Dimanche 9 octobre 2022 – Vingt-Huitième Dimanche du Temps Ordinaire

Chers frères et sœurs,

En ce dimanche de fête paroissiale, nous célébrons non pas une naissance, mais un baptême. Le regroupement de nos paroisses de Champagne, Dardilly, la Duchère et Écully existe depuis plus de quatre ans, mais le temps passait et ce gros bébé n’avait toujours pas été baptisé. Depuis le 1er septembre, c’est enfin chose faite, nous avons désormais un prénom, un saint patron, et quel saint patron ! L’enfant du pays, Jean-Marie Vianney, le saint Curé d’Ars, nous a donné son propre nom.
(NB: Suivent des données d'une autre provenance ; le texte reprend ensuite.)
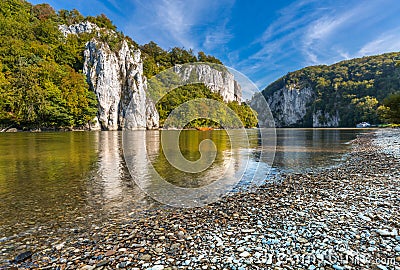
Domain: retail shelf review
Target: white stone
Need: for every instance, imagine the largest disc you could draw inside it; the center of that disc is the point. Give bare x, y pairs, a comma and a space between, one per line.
221, 82
118, 82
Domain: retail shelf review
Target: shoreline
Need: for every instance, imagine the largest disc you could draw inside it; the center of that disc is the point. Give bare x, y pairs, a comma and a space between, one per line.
61, 130
317, 219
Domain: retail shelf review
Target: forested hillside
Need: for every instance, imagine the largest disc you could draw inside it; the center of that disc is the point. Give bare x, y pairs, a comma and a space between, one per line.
353, 89
41, 80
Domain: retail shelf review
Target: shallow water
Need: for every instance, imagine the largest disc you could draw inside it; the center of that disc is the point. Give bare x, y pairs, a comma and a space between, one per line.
58, 179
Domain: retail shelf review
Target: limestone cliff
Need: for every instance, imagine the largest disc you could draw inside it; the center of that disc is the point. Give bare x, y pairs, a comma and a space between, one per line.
218, 79
292, 107
78, 28
117, 79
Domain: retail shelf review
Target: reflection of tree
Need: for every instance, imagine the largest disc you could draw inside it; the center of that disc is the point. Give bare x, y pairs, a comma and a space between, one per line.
45, 174
189, 141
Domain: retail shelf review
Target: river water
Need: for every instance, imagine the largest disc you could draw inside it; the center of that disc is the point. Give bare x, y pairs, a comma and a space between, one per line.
55, 180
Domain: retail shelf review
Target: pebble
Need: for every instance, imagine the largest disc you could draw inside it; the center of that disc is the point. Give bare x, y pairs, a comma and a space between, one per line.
245, 254
145, 257
337, 267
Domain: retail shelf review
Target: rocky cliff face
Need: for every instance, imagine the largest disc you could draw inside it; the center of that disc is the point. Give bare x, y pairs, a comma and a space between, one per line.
291, 107
324, 119
79, 28
219, 81
118, 81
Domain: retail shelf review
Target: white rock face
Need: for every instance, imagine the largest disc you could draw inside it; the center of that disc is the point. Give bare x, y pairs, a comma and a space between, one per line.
78, 28
118, 81
221, 82
290, 105
321, 119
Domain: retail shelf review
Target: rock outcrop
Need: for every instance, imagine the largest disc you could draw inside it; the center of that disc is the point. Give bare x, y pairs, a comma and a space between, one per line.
117, 79
288, 105
292, 107
217, 78
78, 28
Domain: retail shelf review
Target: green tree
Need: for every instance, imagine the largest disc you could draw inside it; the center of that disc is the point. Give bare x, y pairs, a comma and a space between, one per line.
390, 110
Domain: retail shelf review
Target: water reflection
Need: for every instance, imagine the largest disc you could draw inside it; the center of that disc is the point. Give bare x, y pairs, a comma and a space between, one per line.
305, 149
57, 177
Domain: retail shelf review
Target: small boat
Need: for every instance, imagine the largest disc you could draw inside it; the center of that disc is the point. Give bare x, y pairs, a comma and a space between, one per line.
363, 125
204, 128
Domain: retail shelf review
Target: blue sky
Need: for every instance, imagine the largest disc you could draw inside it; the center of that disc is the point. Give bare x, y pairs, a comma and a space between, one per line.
262, 39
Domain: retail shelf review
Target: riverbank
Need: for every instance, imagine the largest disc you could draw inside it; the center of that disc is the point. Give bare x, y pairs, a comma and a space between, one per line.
347, 216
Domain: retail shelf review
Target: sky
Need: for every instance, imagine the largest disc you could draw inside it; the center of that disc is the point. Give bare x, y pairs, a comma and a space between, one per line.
263, 39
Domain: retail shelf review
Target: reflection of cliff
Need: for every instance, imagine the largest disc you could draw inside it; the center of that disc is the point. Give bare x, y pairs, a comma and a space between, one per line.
114, 185
110, 164
299, 149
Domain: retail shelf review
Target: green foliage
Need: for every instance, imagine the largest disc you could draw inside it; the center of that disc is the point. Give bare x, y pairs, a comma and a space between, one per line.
355, 88
217, 116
41, 81
202, 57
390, 110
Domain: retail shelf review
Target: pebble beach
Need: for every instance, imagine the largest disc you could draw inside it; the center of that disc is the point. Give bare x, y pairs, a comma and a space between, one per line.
345, 217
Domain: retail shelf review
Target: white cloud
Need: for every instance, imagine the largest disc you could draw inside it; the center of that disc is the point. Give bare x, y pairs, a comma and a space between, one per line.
309, 32
190, 24
386, 42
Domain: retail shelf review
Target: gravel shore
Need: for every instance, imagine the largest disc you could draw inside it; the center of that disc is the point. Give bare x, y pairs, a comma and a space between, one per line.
347, 217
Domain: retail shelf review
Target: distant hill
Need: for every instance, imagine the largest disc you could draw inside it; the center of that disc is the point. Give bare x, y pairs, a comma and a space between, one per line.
339, 95
42, 64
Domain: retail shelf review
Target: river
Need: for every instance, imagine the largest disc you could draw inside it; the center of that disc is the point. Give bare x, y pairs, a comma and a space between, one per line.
52, 181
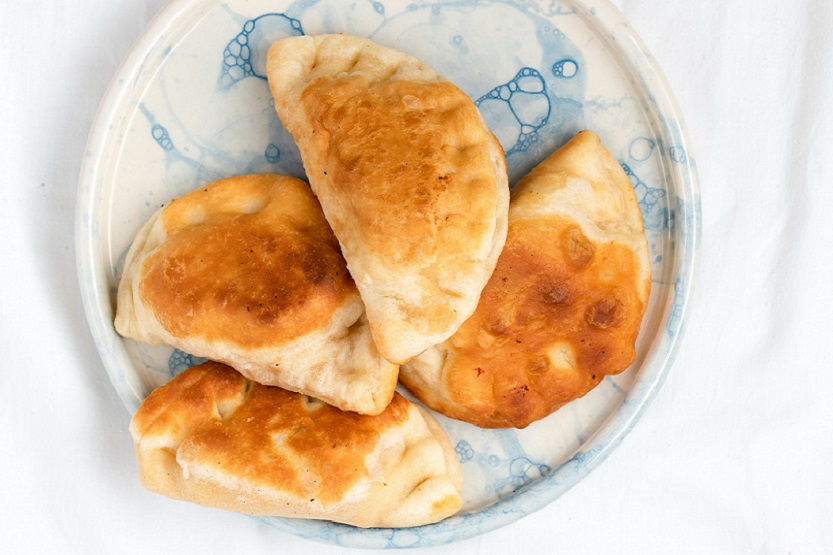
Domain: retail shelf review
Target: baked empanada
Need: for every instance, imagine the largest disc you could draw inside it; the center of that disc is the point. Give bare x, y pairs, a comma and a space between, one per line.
411, 180
564, 306
212, 437
247, 271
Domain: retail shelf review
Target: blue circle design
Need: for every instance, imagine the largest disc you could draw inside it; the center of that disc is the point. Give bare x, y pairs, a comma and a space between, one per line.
566, 68
244, 56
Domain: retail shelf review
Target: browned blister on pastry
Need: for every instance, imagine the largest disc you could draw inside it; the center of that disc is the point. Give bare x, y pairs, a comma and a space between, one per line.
564, 306
410, 178
213, 437
247, 271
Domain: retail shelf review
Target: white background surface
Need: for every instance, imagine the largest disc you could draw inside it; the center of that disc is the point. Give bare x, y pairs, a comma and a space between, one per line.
733, 456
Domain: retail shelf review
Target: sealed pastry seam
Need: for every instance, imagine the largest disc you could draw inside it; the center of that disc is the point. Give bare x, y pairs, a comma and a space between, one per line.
409, 177
246, 271
392, 470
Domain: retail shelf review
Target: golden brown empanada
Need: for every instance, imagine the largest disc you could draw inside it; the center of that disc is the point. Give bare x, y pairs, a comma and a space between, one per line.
565, 303
213, 437
411, 180
247, 271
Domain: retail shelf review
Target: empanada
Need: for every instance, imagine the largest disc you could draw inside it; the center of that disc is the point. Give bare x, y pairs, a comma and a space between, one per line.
213, 437
564, 306
411, 180
247, 271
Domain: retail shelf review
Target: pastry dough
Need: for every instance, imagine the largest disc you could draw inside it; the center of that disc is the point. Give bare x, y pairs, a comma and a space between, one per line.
564, 306
213, 437
411, 180
246, 271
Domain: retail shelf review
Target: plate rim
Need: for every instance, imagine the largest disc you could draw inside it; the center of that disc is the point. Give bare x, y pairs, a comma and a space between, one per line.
634, 57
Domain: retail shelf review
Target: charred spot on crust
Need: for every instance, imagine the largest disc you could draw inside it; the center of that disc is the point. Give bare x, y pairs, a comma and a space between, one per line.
577, 247
557, 294
605, 313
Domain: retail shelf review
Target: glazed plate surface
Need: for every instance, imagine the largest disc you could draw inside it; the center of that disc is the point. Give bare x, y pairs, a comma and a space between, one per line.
190, 104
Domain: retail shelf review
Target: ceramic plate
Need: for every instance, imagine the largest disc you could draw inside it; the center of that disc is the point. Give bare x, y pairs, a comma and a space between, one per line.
191, 104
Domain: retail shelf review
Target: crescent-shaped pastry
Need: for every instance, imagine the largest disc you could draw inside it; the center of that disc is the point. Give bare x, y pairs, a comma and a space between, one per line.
247, 271
212, 437
564, 306
410, 178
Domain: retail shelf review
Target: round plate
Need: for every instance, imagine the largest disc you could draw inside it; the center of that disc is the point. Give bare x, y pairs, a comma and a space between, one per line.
191, 104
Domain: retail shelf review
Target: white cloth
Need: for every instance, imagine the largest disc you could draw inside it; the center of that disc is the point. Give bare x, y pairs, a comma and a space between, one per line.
733, 456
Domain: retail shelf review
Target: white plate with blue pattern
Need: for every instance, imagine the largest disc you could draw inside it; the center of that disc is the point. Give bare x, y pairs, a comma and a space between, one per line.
191, 104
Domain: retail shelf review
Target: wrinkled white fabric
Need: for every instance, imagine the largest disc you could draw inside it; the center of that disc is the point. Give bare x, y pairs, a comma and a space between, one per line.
732, 456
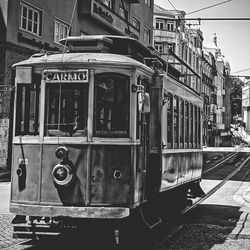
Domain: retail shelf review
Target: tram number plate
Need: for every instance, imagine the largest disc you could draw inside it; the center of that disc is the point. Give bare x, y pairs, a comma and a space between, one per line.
24, 161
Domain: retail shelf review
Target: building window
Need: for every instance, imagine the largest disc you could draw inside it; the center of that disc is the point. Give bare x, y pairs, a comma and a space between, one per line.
159, 25
146, 35
136, 23
170, 25
159, 47
148, 2
31, 19
123, 13
171, 46
60, 31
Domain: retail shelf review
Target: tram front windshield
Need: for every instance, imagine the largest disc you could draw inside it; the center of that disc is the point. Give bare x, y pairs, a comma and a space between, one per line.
67, 108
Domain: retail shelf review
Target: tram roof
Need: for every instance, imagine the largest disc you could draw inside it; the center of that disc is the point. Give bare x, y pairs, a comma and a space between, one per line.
81, 58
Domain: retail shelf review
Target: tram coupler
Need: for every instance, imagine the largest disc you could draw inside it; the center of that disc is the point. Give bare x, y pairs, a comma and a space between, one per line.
195, 190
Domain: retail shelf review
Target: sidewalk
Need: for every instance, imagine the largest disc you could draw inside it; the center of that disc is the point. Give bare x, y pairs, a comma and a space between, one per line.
4, 175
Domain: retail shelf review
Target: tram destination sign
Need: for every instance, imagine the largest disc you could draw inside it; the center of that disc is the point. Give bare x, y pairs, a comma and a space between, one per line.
80, 75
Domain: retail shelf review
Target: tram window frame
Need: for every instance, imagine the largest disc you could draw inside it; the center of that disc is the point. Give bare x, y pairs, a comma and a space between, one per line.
106, 127
176, 121
28, 107
186, 125
195, 127
199, 128
191, 124
181, 122
67, 105
169, 103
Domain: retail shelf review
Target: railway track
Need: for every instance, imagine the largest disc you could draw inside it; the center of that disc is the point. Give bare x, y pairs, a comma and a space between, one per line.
176, 224
165, 232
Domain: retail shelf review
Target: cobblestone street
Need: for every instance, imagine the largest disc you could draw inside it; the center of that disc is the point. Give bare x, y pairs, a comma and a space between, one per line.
6, 228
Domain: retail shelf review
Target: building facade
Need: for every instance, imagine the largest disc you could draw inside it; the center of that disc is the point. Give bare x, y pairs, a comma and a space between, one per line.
34, 26
171, 34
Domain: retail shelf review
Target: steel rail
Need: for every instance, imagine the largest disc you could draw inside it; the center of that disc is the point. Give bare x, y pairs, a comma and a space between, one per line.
213, 190
218, 164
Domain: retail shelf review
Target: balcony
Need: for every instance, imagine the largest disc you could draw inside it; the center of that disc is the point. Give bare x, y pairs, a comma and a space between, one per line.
164, 35
133, 1
107, 16
220, 126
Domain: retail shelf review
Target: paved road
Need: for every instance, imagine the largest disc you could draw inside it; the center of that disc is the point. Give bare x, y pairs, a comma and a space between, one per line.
235, 195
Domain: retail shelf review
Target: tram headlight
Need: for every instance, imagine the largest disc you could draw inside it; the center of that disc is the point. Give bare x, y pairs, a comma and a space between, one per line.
62, 152
62, 174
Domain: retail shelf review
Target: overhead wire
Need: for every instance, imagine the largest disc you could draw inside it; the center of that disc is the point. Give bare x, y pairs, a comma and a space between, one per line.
172, 5
211, 6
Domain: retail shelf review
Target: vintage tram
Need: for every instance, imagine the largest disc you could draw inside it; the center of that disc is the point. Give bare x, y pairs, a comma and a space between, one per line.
104, 131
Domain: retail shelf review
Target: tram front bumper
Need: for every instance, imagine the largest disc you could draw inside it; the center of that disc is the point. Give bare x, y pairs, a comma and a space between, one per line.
66, 211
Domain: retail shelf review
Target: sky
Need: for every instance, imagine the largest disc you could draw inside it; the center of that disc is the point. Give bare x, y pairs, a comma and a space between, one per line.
233, 37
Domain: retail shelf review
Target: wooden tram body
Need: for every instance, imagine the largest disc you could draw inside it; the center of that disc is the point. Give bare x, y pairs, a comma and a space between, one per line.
86, 145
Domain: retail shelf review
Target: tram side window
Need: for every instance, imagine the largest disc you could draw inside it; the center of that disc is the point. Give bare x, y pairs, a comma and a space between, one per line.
191, 130
66, 109
169, 103
186, 124
199, 128
176, 121
27, 107
182, 121
195, 127
111, 116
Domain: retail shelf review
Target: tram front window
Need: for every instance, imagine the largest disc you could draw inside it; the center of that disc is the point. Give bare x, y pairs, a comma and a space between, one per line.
111, 105
66, 109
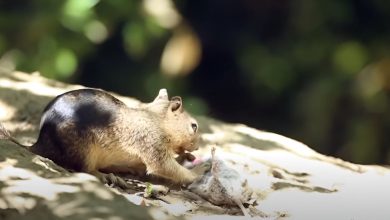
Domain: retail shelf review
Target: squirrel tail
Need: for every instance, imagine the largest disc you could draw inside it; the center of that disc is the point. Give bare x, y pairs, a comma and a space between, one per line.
5, 135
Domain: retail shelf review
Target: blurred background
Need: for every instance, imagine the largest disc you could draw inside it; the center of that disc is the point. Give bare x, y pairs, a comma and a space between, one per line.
315, 71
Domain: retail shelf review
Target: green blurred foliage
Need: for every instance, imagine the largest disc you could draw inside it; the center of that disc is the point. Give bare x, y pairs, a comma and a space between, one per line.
317, 71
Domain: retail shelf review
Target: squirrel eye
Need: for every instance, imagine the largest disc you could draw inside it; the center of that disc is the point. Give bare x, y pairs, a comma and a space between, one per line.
194, 127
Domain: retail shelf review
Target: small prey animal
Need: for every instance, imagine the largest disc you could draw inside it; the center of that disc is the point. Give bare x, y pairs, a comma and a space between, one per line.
91, 131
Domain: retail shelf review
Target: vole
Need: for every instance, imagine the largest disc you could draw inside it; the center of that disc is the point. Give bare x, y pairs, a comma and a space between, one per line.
91, 131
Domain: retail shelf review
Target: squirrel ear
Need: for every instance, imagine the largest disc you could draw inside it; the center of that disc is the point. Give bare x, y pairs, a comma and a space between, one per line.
176, 104
162, 95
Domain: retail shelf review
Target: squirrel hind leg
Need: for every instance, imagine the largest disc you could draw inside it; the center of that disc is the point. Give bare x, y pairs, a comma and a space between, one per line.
173, 171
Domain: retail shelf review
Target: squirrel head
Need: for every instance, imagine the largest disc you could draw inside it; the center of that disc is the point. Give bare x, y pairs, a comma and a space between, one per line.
181, 129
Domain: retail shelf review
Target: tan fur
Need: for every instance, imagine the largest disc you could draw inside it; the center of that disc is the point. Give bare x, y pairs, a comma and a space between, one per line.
135, 140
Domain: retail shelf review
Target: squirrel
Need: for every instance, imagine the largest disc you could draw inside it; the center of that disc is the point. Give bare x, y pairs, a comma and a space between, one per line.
89, 130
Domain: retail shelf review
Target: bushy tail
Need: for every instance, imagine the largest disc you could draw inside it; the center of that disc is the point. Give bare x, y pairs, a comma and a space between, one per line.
5, 135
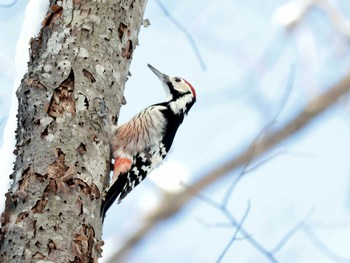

Avec ce baptême, les choses sont enfin bien au point… car je vous dois un aveu, une confession. Depuis quatre ans, nous utilisions de manière un tout petit peu illégitime le titre d’« ensemble paroissial ». Nous le faisions pour la bonne cause : afin d’imprimer dans nos paroisses un sentiment d’identité commune, une dynamique et une énergie de communion. Mais avec cet acte de baptême, nous sommes enfin devenus officiellement, pour de bon, ce que depuis quatre ans nous étions par anticipation.

Dieu lui-même a une certaine passion pour l’anticipation. Cela apparaît dans toute la Bible, mais de façon encore plus centrale dans l’évangile que nous venons de lire. Anticiper une réalité, c’est commencer à la vivre avant même qu’elle ne soit arrivée : c’est l’espérer tellement, avec une telle confiance, qu’elle commence à exister avant d’être là. Tandis que Jésus monte vers Jérusalem et qu’en son cœur monte le pressentiment de sa Passion et de sa Croix, la rencontre de ces dix lépreux est pour lui comme une prophétie de la foi à venir.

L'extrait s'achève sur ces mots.